Do que vamos tratar aqui? De matérias esquecidas; importantes, mas esquecidas. Aqui vamos tratar de fatos passados; também de versões desses fatos; outras versões em narrativas distintas. Tudo está num passado do qual não se fala porque não se sabe muito, não se conhece. Ou porque detalhes não são necessários, detalhes suscitam questões, desdobramentos, investigação e podem resultar causa de incômodos. Mas, há um passado que tem escapado do conhecimento das gerações, mesmo como referência para o presente. Quatro frades franciscanos foram tirados do Convento e presos por mais de três meses em Salvador; o prefeito Raul Miranda e seus secretários passaram vexames e foram exonerados.
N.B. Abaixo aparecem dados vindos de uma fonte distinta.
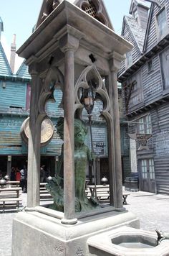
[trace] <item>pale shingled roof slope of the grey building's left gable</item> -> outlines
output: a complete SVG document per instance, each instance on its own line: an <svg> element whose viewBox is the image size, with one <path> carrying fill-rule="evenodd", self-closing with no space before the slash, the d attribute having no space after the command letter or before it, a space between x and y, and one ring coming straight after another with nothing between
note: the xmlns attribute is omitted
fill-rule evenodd
<svg viewBox="0 0 169 256"><path fill-rule="evenodd" d="M130 28L130 32L132 33L133 39L135 40L137 47L139 48L140 52L143 52L146 30L140 27L134 17L125 16L122 24L122 35L125 29L125 22Z"/></svg>

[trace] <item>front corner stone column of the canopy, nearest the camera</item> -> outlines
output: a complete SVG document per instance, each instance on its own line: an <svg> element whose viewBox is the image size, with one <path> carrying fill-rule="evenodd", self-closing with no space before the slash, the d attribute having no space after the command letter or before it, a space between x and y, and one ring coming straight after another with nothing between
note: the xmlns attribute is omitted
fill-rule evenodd
<svg viewBox="0 0 169 256"><path fill-rule="evenodd" d="M79 40L64 35L59 41L64 52L64 219L63 224L75 224L74 192L74 51Z"/></svg>

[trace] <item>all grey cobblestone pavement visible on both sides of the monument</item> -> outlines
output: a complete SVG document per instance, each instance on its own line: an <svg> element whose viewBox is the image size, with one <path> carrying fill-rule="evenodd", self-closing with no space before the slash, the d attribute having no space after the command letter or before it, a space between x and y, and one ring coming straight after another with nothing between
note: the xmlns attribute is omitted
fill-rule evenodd
<svg viewBox="0 0 169 256"><path fill-rule="evenodd" d="M147 192L130 192L125 208L140 219L140 228L169 232L169 196L155 195ZM21 195L26 206L26 194ZM11 256L12 220L16 212L0 214L0 255ZM24 256L24 255L23 255ZM33 255L32 255L33 256Z"/></svg>

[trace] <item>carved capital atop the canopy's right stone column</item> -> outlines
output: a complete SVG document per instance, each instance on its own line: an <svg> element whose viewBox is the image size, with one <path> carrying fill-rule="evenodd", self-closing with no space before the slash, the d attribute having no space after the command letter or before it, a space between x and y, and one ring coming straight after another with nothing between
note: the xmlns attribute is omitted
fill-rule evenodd
<svg viewBox="0 0 169 256"><path fill-rule="evenodd" d="M117 52L112 52L109 60L110 70L117 73L120 70L122 60L125 60L124 55L120 55Z"/></svg>

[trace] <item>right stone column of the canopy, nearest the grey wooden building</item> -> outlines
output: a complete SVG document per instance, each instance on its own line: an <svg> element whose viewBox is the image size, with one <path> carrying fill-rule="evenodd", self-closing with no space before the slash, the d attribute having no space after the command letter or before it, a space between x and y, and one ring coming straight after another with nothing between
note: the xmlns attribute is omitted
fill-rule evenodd
<svg viewBox="0 0 169 256"><path fill-rule="evenodd" d="M113 129L113 144L114 144L114 173L113 173L113 201L117 209L123 209L122 205L122 164L121 164L121 147L120 147L120 116L118 104L118 89L117 89L117 72L120 69L120 63L123 60L122 55L113 52L110 60L110 78L109 78L109 93L112 109L112 129Z"/></svg>

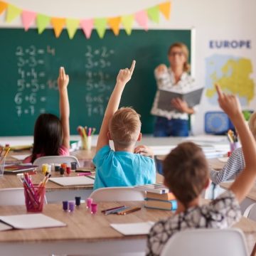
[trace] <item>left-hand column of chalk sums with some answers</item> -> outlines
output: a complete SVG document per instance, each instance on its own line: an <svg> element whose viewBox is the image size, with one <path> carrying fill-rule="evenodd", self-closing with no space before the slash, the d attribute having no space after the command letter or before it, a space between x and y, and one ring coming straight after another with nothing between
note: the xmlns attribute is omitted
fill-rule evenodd
<svg viewBox="0 0 256 256"><path fill-rule="evenodd" d="M55 55L55 48L37 48L36 46L17 46L16 60L18 80L14 102L18 117L33 116L46 112L46 86L56 89L56 81L46 81L45 58L46 55ZM57 87L58 89L58 87Z"/></svg>

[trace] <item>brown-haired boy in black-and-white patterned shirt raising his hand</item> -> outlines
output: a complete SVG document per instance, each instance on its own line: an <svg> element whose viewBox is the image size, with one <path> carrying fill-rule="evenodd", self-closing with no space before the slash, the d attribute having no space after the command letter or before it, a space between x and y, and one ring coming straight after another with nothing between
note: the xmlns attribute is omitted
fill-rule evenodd
<svg viewBox="0 0 256 256"><path fill-rule="evenodd" d="M160 220L150 230L146 255L161 255L172 235L193 228L228 228L241 217L239 203L256 180L256 142L242 115L238 98L225 95L218 85L218 102L240 135L245 169L230 189L208 205L200 206L200 195L209 183L209 168L203 151L192 142L179 144L164 160L164 182L177 198L176 213Z"/></svg>

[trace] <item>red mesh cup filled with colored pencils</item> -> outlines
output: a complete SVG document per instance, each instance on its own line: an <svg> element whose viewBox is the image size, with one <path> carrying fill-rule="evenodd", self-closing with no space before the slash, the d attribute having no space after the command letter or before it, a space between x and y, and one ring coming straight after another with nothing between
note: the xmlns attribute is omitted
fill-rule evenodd
<svg viewBox="0 0 256 256"><path fill-rule="evenodd" d="M26 209L28 212L40 213L43 211L43 202L46 196L46 183L48 178L50 178L50 174L46 174L41 183L34 185L28 174L24 174L21 177L24 187Z"/></svg>

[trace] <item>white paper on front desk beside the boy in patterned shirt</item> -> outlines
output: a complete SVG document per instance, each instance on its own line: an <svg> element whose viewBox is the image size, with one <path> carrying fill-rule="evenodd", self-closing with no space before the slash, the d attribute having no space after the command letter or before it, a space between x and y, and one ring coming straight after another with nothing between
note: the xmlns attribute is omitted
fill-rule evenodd
<svg viewBox="0 0 256 256"><path fill-rule="evenodd" d="M112 228L122 235L147 235L152 225L154 225L154 222L152 221L144 223L110 224Z"/></svg>

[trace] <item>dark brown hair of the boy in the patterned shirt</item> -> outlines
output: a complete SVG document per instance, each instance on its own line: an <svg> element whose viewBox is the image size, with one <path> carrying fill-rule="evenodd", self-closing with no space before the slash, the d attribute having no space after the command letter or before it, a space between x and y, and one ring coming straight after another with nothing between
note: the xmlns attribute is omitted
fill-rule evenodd
<svg viewBox="0 0 256 256"><path fill-rule="evenodd" d="M193 142L183 142L166 156L163 167L166 185L188 208L208 182L208 162L203 150Z"/></svg>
Não muitos já falaram ou escreveram sobre o tema.


O prazer da leitura e da reflexão, da busca, da pesquisa histórica, o prazer vem do exercício do diálogo entre passado e presente, diálogo que é base da história; vem também do exercício de pensar, vem mesmo da importância e necessidade de no presente repensar passados, reinterpretando acontecimentos, as circunstâncias que os cercaram – os locais em que aconteceram, as instituições e pessoas envolvidas, as suas causas centrais, os desdobramentos que provocaram, esgotando versões em narrativas apressadas, porque o tempo é provocante e a sua passagem nos faz lembrar que o conhecimento e o saber histórico na sua dimensão própria vão ensejando a desejada reinterpretação. Eis que cada tempo tem o seu próprio contexto. E a vida muda, nem sempre na direção esperada, nem sempre no sentido desejado. É preciso, contudo, seguir na busca de objetivos de transformação, de aperfeiçoamentos, de revelação da verdade.


E encontrar histórias dentro da História!